Les portes des salons s’ouvrirent bientôt devant Liévine ; car en la voyant si gracieuse, si jolie la noble famille dans laquelle elle était entrée reconnut bientôt que la beauté est la plus légitime des aristocraties, puisqu’elle est octroyée par Dieu à ses créatures privilégiées.

Il en est de l’art comme de toutes les bonnes choses : quand on en a goûté on y revient. Michel, devenu sculpteur par amour, le resta par goût. Quand il allait avec Liévine voir les vieux parents, couronnés de cheveux, blancs et d’années, ils ne pouvaient l’un et l’autre s’empêcher, en passant la petite porte, de jeter un regard attendri sur la poutre sculptée qui orne encore aujourd’hui l’humble maison de la rue des Ciseaux.





LES TROIS FÉES



Les étoiles pâlissent lentement. La forêt s’emplit de bruits mystérieux. Une lumière se fait au qui sème d’or le feuillage. C’est le premier reflet empourpré de l’aube qui se montre à l’horizon et se découpe sur le profil des arbres. Le soleil se lève ! Il lance ses flèches d’or sur le ciel et la terre qu’il embrase. Il monte, dorant les cimes et tirant de chaque goutte de rosée une étincelle de feu. Place au dieu du jour !

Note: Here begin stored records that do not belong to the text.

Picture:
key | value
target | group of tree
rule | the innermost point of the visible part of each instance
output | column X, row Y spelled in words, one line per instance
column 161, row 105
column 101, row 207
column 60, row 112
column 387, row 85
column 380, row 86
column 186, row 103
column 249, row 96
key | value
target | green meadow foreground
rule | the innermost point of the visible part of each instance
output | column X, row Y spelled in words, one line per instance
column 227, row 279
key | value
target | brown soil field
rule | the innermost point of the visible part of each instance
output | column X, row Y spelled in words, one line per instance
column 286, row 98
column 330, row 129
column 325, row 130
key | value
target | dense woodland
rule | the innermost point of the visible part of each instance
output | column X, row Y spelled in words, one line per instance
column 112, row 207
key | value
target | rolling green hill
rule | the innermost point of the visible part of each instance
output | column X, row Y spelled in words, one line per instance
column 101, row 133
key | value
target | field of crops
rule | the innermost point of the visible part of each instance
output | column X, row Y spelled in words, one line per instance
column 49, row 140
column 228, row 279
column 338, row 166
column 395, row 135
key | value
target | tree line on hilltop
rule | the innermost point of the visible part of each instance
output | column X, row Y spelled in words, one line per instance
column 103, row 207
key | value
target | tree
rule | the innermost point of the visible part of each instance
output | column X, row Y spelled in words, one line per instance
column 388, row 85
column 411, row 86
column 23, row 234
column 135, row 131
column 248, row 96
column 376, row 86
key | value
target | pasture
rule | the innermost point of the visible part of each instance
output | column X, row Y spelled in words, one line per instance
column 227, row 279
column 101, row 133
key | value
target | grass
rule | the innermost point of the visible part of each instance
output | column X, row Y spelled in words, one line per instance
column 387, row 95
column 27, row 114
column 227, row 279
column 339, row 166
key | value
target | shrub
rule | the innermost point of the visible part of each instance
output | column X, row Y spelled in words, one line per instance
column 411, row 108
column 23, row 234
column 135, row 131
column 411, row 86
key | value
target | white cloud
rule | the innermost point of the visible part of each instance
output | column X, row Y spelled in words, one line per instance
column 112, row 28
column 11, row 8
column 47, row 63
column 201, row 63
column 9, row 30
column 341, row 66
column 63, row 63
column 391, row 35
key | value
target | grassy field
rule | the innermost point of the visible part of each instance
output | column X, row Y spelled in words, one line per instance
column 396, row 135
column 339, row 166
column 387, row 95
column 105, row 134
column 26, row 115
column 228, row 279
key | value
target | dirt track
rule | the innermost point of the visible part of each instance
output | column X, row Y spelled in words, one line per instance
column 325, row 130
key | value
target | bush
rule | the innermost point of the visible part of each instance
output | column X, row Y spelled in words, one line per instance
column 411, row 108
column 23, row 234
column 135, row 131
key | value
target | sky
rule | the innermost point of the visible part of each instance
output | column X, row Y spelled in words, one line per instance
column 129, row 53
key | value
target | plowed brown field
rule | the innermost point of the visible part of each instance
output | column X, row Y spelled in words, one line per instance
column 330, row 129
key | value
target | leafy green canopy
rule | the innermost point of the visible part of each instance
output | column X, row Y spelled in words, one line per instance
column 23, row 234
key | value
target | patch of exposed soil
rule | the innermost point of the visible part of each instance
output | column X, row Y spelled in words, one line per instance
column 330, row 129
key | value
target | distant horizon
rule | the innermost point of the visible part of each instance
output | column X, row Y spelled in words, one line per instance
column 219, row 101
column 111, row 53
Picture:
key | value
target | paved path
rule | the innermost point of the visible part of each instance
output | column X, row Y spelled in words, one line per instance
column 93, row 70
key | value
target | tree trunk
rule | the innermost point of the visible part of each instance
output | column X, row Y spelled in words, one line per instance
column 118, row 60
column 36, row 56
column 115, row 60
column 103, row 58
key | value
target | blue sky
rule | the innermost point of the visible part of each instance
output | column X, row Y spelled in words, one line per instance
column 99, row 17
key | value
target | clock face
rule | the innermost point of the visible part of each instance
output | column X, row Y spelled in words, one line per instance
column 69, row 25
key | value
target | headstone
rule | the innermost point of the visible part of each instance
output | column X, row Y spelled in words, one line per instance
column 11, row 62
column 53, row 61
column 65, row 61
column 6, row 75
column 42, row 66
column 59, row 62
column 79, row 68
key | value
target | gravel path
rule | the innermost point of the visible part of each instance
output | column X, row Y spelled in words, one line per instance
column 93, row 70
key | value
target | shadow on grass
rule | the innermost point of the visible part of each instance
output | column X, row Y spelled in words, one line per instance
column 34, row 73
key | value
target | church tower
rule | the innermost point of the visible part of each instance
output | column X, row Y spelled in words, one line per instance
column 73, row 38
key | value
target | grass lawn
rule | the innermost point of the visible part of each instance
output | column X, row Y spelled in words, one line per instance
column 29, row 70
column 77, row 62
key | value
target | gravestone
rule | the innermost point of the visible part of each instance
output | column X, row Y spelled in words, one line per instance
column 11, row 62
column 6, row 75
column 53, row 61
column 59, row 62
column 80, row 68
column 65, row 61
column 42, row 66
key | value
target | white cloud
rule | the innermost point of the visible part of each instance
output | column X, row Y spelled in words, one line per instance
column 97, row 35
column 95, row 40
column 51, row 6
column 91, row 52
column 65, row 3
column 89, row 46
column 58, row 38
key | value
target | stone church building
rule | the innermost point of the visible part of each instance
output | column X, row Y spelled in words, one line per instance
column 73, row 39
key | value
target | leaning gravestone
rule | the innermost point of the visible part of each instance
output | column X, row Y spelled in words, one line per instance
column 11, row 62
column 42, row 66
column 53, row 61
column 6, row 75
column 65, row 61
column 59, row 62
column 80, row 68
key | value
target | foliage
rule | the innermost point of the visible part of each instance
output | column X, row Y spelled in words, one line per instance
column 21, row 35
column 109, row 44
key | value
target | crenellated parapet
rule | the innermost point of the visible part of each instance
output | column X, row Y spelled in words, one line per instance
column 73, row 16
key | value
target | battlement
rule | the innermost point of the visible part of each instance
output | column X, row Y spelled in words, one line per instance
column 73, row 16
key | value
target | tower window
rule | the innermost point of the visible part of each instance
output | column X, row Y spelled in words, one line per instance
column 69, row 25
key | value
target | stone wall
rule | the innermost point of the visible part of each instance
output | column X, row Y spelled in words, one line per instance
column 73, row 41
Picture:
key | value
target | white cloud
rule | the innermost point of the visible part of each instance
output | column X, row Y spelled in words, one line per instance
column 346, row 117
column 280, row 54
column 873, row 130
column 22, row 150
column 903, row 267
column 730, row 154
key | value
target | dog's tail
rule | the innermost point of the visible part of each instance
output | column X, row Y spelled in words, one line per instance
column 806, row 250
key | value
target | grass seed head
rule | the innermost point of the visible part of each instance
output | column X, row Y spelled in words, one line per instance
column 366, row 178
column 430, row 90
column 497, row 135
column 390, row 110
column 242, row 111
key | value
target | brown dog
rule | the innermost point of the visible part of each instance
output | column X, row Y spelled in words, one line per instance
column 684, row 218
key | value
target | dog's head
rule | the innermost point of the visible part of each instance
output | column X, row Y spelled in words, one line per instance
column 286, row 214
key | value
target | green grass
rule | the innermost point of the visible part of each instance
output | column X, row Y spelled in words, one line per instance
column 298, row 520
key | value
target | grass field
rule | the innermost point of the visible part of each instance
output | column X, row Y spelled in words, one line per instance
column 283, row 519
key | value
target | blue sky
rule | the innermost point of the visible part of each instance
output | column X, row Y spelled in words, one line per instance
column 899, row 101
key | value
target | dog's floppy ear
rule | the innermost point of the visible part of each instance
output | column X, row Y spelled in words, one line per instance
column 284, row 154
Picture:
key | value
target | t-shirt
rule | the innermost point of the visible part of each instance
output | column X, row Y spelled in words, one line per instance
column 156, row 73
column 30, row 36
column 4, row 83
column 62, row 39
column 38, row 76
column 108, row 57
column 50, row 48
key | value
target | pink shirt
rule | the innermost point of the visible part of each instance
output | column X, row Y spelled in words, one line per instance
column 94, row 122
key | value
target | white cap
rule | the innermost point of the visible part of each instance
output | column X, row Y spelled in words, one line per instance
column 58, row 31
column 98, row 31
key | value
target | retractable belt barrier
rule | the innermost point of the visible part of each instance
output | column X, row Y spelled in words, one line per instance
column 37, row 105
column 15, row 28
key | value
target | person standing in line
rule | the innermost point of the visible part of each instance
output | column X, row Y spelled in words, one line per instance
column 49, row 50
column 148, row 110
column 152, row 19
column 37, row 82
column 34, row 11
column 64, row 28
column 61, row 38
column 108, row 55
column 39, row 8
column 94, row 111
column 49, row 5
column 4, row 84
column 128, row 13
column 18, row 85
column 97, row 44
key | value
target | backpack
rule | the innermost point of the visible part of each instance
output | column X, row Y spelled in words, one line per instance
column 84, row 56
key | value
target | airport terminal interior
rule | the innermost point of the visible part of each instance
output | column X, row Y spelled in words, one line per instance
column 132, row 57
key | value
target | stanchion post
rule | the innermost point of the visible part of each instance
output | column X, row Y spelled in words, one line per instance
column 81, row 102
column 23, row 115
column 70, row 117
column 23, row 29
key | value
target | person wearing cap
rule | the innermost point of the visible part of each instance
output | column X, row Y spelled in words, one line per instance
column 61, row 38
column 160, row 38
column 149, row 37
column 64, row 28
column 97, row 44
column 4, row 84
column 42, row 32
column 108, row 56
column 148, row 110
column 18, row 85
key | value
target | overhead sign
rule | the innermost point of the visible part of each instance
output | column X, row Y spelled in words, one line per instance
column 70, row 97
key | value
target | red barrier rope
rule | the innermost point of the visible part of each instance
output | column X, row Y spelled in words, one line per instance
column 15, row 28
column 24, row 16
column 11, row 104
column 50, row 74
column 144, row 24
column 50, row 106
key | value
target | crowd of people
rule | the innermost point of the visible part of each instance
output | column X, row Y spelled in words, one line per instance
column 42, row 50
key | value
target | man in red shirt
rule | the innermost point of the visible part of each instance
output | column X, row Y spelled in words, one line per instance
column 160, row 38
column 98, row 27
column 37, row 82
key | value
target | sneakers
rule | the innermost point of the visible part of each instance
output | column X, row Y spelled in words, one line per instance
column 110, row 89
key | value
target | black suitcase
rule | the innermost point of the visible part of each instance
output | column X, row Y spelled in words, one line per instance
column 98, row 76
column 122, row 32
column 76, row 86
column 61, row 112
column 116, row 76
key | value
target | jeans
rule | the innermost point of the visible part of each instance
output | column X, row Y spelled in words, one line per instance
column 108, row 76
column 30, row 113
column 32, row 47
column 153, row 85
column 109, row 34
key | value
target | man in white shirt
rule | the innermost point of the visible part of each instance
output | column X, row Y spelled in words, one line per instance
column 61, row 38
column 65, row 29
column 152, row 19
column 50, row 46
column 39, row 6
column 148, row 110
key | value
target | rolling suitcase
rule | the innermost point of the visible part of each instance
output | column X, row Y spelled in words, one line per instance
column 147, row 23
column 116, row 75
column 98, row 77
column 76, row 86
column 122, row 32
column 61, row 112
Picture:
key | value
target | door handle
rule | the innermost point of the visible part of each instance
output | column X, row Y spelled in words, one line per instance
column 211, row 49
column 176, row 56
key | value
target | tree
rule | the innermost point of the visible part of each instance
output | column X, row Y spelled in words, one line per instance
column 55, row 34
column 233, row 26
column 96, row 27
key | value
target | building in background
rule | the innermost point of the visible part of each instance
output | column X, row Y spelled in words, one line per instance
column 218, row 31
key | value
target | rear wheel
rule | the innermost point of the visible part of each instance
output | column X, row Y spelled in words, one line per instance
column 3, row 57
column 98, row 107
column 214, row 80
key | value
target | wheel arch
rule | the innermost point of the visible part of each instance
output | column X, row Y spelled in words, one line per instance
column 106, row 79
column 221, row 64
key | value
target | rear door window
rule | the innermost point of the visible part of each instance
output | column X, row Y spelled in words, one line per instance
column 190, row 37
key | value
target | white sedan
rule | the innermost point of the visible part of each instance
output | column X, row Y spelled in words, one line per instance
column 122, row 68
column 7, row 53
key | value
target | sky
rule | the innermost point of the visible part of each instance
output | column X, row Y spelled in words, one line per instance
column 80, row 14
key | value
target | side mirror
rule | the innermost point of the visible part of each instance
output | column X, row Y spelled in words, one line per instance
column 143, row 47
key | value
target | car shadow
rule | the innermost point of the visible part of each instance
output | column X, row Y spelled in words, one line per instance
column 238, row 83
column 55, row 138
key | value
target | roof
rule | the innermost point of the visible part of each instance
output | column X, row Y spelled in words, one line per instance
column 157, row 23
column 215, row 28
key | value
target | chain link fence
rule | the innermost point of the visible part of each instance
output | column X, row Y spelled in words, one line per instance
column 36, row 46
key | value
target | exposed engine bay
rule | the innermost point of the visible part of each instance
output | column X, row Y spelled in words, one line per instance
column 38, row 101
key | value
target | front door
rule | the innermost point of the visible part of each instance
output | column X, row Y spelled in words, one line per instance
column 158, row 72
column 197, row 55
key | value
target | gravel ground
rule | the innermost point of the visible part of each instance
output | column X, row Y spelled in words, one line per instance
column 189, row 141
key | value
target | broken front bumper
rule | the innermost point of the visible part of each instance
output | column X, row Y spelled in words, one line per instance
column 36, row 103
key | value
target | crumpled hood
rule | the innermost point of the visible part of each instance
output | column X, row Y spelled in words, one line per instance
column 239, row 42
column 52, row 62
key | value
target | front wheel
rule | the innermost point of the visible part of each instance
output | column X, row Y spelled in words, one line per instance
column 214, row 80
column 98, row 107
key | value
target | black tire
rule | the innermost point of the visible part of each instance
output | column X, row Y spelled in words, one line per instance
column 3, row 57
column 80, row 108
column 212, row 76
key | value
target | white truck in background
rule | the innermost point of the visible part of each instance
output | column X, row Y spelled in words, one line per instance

Les oiseaux s’éveillent. Avant toute chose, ils chantent l’hymne au matin, tandis que l’angélus sonne à la chapelle voisine. L’eau, courant sur les cailloux, dit sa chanson d’aurore. Les peupliers secouent dans l’azur leurs panaches flexibles, ils soupirent de lentes mélopées et réveillent les moucherons qui s’en vont danser une ronde effrénée dans un gai rayon de soleil.

Tout est lumière, fraîcheur, verdure, parfum. Le tapis de serpolet est émaillé de boutons d’or. La table est mise pour le déjeuner de Jeannot Lapin. Un écureuil saute de branche en branche. Il va se désaltérer à la source limpide et cristalline.

Trois femmes arrivent, par des chemins différents, à la clairière. L’une d’elles est la fée Richesse ; l’autre, la fée Médiocrité ; la troisième, la fée Misère.